4) Get the e-book. The book is available for free, but you can choose to purchase it at a price of your choice if you wish to support our project. All funds raised through sales of the e-book go directly into the project budget and will be used to fund the production of future releases.

5) Clone the repository and run the document generator (requires Docker). This produces the PDF, Epub, Mobi, and DOCX in the root of the MSTG folder.


$ git clone https://github.com/OWASP/owasp-mstg/

$ cd owasp-mstg/

$ ./tools/docker/run_docker_mstg_generation_on_local.sh

6) Just check the latest build of the repository at Github actions. This offers you the latest SNAPSHOT version of the document to download.

@undercodeTesting
@UndercodeHacking
@UndercodeSecurity
▁ ▂ ▄ U𝕟𝔻Ⓔ𝐫Ć𝔬𝓓ⓔ ▄ ▂ ▁

Detailed fresh Proxies List


https://pastebin.com/B4VVS0K9

▁ ▂ ▄ U𝕟𝔻Ⓔ𝐫Ć𝔬𝓓ⓔ ▄ ▂ ▁

🦑A GOOD PROXIES LIST :

http://travelvpn.info
http://www.proxy-2014.com
http://anonymouse.org
http://surf-for-free.com
http://greatestfreeproxy.com
https://www.crazyproxy.org
http://websurfproxy.me
http://viewyoutube.net
http://www.unblockmyweb.com
http://youserver.nu
https://www.mehide.asia
http://fastusaproxy.com
http://canadaproxy.info
http://justunblockit.com
http://proxyinternet.info
http://webproxyfree.net
https://www.extremeproxy.us
http://krproxy.info
http://hostapp.eu
https://funproxy.net
http://zendproxy.com
https://www.networkbypass.com
http://dzhot.us
https://www.proxypirate.co.uk
http://www.zalmos.com
https://www.proxytube.info
http://interncloud.info
http://proxy4freedom.com
https://www.sslproxy.org.uk
http://vpnbrowse.com
http://proxys.pw
http://www.phproxysite.com

▁ ▂ ▄ U𝕟𝔻Ⓔ𝐫Ć𝔬𝓓ⓔ ▄ ▂ ▁

Practical PLC Programming (PLC II) —1.66 GB—

https://mega.nz/#F!igcEkCAI!Ml8NqStrX3jFiep_kFT1qg


🦑Process Visualization with HMI / SCADA (PLC III) 4.03 GB

https://mega.nz/#F!Ot8mwKJS!S3gGUemgM7cgF59zru7K2Q

▁ ▂ ▄ U𝕟𝔻Ⓔ𝐫Ć𝔬𝓓ⓔ ▄ ▂ ▁

🦑Website provides Paid vcc :

https://myvcc.biz/

https://dreamweavervcc.com/

https://entropay.com/

https://ezzocard.com/

https://supervcc.com/

https://egiftcards24.com/

https://instavcc.com/

http://vccguru.com/

https://wirexapp.com/


▁ ▂ ▄ U𝕟𝔻Ⓔ𝐫Ć𝔬𝓓ⓔ ▄ ▂ ▁

▁ ▂ ▄ U𝕟𝔻Ⓔ𝐫Ć𝔬𝓓ⓔ ▄ ▂ ▁

🦑NEW TERMUX PACKAGES :

aircrack-ng yes pkg install root-repo
pkg


bettercap yes pkg install root-repo
pkg install bettercap


metasploit no pkg install unstable-repo
pkg install metasploit


nmap recommended pkg install nmap


tshark yes pkg install root-repo
pkg install tshark


sqlmap no pkg install unstable-repo
pkg install sqlmap


wireshark-gtk yes pkg install x11-repo
pkg install wireshark-gtk

▁ ▂ ▄ U𝕟𝔻Ⓔ𝐫Ć𝔬𝓓ⓔ ▄ ▂ ▁

▁ ▂ ▄ U𝕟𝔻Ⓔ𝐫Ć𝔬𝓓ⓔ ▄ ▂ ▁

🦑Analysis of the OpenSSL program concept and the "heart bleeding" vulnerability that shocked the industry

Public key/private key/signature/verify signature/encryption/decryption/asymmetric encryption

1) Our general encryption is to use a password to encrypt a file, and then decrypt it with the same password. This is easy to understand, this is a symmetric encryption.

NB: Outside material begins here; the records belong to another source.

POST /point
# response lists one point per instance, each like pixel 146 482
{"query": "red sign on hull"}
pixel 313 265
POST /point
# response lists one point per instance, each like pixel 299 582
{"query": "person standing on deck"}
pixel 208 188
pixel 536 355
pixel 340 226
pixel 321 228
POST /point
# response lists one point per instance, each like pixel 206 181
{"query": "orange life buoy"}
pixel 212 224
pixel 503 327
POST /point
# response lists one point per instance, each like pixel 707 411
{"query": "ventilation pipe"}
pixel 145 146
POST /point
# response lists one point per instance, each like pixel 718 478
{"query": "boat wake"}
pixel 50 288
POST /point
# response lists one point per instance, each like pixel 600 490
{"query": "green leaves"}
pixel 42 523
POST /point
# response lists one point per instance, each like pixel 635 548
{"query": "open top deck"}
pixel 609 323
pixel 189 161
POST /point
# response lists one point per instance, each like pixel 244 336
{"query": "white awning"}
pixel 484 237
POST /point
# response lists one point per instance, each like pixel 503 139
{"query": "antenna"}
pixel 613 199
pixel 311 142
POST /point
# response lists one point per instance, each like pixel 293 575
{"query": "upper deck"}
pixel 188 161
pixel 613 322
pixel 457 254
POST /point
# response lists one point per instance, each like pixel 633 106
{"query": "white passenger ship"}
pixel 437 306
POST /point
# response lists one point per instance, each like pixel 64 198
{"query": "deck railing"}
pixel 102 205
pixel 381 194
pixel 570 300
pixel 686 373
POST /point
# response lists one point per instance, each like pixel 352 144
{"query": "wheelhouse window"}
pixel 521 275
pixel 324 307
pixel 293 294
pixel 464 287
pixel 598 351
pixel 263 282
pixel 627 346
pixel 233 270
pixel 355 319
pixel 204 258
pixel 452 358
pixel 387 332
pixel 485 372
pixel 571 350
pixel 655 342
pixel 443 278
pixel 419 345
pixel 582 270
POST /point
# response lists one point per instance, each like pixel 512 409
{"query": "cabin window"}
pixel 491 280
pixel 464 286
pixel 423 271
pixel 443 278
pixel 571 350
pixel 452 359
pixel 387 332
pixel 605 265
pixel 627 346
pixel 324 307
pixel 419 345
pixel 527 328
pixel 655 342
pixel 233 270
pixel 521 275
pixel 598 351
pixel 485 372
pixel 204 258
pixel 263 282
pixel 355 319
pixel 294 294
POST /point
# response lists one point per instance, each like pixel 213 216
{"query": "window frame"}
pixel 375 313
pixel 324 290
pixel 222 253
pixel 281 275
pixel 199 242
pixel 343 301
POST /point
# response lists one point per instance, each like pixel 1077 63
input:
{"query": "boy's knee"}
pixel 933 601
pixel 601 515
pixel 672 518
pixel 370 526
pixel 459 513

2) In some encryption, one password is used for encryption, and another set of passwords is used for decryption. This is called Asymmetric encryption means that the encryption and decryption passwords are not the same.

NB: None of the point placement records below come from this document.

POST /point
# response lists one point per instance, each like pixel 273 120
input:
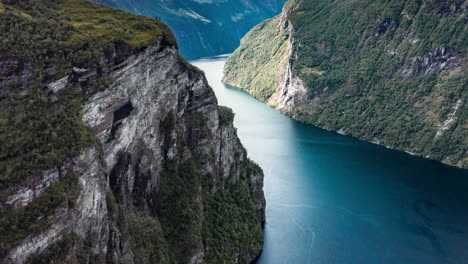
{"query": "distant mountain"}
pixel 204 27
pixel 391 72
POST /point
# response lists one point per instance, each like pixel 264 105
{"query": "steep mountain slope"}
pixel 113 148
pixel 204 28
pixel 390 72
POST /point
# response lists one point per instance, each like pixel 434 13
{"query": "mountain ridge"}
pixel 372 74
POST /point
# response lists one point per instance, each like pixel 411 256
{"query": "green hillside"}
pixel 390 72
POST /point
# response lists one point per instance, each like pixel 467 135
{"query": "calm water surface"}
pixel 334 199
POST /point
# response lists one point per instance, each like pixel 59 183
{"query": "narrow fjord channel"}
pixel 335 199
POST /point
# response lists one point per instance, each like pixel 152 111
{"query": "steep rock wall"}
pixel 381 73
pixel 164 181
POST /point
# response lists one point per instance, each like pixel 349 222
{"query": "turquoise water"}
pixel 335 199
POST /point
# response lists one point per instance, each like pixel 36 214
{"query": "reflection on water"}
pixel 334 199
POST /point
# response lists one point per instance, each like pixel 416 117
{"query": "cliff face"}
pixel 160 177
pixel 204 28
pixel 389 73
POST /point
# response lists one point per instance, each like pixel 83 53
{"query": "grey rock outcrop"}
pixel 157 112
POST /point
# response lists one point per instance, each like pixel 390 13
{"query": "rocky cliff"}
pixel 392 73
pixel 122 156
pixel 204 28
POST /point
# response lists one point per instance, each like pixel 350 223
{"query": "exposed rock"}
pixel 441 59
pixel 157 112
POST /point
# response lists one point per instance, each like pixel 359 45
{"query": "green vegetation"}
pixel 37 130
pixel 259 63
pixel 17 224
pixel 212 212
pixel 351 55
pixel 181 217
pixel 147 238
pixel 231 219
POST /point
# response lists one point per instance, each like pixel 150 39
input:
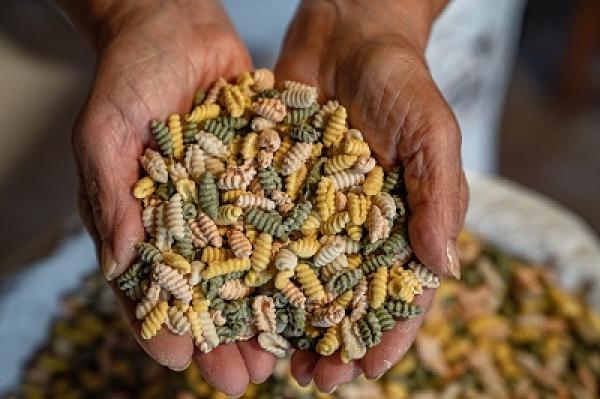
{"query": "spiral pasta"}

3) People who are in contact for the first time may not understand it anyway. In fact, this is an application of the principle of mathematics for the product of prime numbers. If you must understand, Baidu has a big You can see a lot of data, and the result is to use one of this set of keys to encrypt data, and you can use the other to unlock it.

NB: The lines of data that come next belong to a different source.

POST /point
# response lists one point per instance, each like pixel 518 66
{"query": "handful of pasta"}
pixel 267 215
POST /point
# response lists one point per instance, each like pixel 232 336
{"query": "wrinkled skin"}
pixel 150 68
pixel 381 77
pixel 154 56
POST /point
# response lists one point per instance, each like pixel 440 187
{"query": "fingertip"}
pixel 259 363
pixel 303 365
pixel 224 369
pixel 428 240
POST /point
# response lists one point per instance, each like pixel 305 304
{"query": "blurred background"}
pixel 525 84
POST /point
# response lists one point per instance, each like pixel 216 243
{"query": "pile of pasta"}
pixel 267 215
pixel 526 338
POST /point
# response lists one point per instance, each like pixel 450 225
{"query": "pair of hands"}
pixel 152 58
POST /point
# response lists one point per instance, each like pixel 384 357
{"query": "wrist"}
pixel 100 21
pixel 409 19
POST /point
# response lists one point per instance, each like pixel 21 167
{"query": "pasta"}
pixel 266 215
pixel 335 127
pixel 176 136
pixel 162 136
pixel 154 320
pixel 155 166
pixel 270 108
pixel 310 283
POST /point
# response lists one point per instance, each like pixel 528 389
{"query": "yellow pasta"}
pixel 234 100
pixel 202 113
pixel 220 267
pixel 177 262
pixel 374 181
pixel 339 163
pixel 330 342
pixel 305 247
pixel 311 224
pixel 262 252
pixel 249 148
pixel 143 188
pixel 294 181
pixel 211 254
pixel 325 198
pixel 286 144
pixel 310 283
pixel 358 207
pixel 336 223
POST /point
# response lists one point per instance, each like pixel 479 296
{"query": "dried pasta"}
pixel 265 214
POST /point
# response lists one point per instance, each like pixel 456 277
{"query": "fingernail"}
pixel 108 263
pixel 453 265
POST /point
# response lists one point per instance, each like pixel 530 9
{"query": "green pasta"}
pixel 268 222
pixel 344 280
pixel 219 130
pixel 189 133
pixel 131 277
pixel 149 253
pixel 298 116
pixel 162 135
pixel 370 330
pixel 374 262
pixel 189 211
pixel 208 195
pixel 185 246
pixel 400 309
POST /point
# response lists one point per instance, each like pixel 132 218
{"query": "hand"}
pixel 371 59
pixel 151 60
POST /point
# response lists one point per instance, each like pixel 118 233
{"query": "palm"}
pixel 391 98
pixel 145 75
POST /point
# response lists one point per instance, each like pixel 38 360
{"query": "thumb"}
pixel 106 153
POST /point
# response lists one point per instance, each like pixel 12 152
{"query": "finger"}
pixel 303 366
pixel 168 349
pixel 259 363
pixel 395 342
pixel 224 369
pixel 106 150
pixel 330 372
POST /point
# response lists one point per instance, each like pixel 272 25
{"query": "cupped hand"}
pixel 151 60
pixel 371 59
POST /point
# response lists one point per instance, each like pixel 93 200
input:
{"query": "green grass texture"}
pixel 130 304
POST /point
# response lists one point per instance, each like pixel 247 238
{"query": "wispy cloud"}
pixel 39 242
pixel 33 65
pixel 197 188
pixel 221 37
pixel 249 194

4) Yes, yes, both public and private keys can be used to encrypt data. The other is to unlock, the public key encrypts the data, and then the private key decrypts it is called encryption and decryption, the private key encrypts the data, and the public key decryption is generally called signature and verification signature.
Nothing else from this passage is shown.